56. The method of item 46, wherein the receiver further receives a second message for deactivating one or more of the AI models that are activated.

57. The method of item 56, wherein the second message comprise one or more model IDs to be deactivated.

58. The method of item 57, wherein the second message further comprises one or more model IDs for recommended AI models.

59. The method of item 56, wherein the transmitter further transmits a fourth configuration signalling for deactivation of one or more AI models.

60. The method of any one of items 46 to 59, wherein the configuration signalings and the messages are transmitted with Radio Resource Control (RRC) Information Element (IE), Media Access Control-Control Element (MAC-CE), and/or Downlink Control Information (DCI).

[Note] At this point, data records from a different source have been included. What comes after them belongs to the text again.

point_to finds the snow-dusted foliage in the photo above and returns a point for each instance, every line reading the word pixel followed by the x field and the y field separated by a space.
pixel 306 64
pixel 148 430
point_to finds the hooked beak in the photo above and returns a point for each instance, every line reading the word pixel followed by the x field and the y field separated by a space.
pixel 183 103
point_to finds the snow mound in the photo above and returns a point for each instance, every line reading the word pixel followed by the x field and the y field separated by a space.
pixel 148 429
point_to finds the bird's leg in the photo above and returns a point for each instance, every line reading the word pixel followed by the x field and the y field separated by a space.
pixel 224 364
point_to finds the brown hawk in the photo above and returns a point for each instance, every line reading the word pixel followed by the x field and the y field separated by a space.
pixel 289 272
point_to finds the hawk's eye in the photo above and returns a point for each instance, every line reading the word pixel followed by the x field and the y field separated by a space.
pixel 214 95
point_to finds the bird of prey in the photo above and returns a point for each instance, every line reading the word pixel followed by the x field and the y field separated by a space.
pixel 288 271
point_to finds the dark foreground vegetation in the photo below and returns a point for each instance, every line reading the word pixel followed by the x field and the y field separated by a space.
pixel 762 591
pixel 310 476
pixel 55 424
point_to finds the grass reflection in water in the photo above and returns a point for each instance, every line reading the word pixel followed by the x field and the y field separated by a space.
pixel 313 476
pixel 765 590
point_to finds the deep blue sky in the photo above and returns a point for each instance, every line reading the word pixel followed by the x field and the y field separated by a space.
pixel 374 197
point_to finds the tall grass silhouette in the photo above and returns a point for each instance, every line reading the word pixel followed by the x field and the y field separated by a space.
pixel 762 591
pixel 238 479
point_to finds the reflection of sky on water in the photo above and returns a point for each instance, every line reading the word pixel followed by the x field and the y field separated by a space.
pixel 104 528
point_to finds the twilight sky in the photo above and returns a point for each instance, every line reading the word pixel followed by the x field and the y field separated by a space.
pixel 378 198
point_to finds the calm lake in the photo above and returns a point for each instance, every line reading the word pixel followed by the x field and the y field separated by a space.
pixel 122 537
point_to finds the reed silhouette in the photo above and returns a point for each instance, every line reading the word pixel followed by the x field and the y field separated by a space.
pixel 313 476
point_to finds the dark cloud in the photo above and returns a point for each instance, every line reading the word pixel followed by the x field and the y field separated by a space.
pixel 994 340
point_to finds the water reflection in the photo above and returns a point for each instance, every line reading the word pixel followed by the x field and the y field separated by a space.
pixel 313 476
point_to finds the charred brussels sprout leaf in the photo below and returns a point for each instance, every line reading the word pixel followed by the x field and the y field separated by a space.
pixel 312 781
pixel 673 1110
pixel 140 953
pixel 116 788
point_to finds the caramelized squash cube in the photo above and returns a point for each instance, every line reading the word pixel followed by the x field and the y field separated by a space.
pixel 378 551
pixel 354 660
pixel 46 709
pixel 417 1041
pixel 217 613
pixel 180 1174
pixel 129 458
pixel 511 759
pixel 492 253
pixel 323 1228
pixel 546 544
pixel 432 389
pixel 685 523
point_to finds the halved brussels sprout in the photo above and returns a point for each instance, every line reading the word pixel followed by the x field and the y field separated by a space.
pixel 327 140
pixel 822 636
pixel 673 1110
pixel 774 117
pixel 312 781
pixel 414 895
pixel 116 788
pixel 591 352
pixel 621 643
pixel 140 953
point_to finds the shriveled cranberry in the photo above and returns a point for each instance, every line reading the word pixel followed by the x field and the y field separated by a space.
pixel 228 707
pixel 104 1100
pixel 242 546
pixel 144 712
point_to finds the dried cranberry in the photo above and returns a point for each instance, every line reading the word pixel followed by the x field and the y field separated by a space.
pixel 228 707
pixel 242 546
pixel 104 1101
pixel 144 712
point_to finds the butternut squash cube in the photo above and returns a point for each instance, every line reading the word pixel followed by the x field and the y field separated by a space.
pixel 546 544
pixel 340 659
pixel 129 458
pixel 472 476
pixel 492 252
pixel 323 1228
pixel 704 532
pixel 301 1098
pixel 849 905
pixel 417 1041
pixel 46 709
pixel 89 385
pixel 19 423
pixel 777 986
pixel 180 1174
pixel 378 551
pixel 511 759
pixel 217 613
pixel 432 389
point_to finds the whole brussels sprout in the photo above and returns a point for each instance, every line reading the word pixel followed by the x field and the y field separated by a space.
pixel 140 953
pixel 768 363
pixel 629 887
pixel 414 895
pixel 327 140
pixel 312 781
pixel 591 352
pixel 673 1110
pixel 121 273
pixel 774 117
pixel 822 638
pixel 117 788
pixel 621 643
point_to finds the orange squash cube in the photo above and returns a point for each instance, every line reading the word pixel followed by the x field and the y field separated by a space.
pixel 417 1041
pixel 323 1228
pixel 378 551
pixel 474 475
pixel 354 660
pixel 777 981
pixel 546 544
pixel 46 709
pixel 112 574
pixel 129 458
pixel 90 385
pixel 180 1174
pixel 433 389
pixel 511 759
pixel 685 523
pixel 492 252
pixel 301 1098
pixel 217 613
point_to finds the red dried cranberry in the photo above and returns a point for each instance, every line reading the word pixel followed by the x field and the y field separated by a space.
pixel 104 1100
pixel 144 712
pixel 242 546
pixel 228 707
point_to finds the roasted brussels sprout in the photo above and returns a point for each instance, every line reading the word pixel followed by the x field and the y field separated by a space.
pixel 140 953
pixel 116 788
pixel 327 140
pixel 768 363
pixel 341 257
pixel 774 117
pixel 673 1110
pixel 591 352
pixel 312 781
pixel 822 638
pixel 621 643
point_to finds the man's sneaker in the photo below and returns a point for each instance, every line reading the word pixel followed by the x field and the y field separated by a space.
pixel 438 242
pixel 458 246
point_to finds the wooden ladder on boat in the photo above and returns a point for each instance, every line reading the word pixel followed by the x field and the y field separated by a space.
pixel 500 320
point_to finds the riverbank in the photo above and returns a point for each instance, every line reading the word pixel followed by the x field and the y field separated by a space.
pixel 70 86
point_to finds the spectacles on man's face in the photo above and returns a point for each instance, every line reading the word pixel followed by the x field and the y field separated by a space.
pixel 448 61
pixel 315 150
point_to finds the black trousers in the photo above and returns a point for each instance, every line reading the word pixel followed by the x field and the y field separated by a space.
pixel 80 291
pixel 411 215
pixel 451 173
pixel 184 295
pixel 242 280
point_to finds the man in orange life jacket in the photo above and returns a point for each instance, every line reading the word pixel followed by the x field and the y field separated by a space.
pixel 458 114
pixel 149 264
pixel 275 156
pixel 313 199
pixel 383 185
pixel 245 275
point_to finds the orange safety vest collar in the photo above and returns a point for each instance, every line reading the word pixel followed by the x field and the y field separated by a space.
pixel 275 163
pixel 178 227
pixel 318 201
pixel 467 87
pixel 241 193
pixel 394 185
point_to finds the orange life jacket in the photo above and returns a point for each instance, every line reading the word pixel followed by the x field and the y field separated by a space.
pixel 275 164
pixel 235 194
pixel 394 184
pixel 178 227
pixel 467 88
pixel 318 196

Various embodiments and/or examples are disclosed to provide exemplary and explanatory information to enable a person of ordinary skill in the art to put the disclosure into practice. Features or components disclosed with reference to one embodiment or example are also applicable to all embodiments or examples unless specifically indicated otherwise.

Embodiments may be practiced in other specific forms. The described embodiments are to be considered in all respects only as illustrative and not restrictive. The scope is, therefore, indicated by the appended claims rather than by the foregoing description. All changes which come within the meaning and range of equivalency of the claims are to be embraced within their scope.